At its core, a PLC system consists of a central processing unit, input modules that receive signals from sensors, switches, and other field devices, output modules that send control signals to actuators, motors, valves, and other driven components, and a power supply. In larger installations, communication modules link the PLC to supervisory systems, other controllers, and human machine interfaces. The CPU executes the control programme in a repetitive scan cycle, reading all inputs, applying the programmed logic, updating all outputs, and then repeating the process continuously at scan rates measured in milliseconds.

The control programme itself is most commonly written in ladder logic, a graphical language that represents the control logic as a series of rungs on a ladder, with contact symbols representing inputs and coil symbols representing outputs. The visual structure of ladder logic was chosen deliberately to resemble the relay control diagrams it replaced, making the transition accessible to electrical engineers already familiar with relay schematics. IEC 61131-3, the international standard for PLC programming, defines five standardised programming languages including ladder logic, structured text, function block diagram, instruction list, and sequential function chart.

What Is the History of PLC Control Systems in Industrial Automation?

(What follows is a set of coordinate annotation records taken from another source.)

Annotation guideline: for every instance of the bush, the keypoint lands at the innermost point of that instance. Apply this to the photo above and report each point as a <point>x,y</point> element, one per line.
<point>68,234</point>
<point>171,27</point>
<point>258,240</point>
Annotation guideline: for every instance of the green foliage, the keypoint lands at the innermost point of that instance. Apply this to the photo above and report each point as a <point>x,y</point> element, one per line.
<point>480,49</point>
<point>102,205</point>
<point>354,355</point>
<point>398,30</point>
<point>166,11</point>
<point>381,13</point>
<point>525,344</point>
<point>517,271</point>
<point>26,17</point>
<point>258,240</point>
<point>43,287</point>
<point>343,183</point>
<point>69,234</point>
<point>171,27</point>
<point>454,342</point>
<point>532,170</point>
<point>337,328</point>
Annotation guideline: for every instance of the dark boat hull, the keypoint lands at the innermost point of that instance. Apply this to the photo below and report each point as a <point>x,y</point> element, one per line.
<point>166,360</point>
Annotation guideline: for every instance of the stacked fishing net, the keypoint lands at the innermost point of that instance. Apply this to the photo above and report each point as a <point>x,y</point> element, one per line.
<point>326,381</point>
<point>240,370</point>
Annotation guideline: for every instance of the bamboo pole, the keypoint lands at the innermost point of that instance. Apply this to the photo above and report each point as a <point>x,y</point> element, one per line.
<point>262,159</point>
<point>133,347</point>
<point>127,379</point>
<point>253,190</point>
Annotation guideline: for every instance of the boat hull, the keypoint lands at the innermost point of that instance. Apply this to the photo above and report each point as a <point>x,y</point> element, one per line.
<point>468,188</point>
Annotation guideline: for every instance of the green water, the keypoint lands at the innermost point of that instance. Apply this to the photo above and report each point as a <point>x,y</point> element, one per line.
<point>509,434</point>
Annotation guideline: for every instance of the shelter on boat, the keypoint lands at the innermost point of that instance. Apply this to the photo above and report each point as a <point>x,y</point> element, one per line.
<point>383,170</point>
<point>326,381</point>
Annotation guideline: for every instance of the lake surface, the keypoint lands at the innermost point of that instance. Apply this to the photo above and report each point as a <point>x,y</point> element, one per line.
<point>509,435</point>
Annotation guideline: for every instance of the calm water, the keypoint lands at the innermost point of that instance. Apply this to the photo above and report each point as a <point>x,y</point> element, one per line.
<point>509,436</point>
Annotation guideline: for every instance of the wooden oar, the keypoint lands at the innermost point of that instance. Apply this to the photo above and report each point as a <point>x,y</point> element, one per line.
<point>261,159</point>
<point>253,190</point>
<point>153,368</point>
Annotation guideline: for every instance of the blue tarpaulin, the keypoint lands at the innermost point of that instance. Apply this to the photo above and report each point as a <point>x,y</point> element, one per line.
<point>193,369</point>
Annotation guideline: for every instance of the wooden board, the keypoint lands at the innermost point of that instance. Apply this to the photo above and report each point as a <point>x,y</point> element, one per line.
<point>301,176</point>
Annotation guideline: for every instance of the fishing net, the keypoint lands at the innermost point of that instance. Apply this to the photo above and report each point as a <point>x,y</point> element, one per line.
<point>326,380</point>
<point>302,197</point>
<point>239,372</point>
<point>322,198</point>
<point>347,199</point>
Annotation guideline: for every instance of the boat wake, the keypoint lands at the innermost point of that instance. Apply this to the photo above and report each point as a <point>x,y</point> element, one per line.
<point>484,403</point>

The programmable logic controller was developed in response to a specific problem in the automotive industry. In the late 1960s, General Motors’ Hydramatic division in Ypsilanti, Michigan, issued a specification for a device that could replace the hardwired relay panels that controlled their assembly lines. These relay panels were expensive to build, difficult to modify when production requirements changed, and prone to failure in the harsh factory environment. The specification called for a device that could be reprogrammed without hardware modification and that would be more reliable than electromechanical relays.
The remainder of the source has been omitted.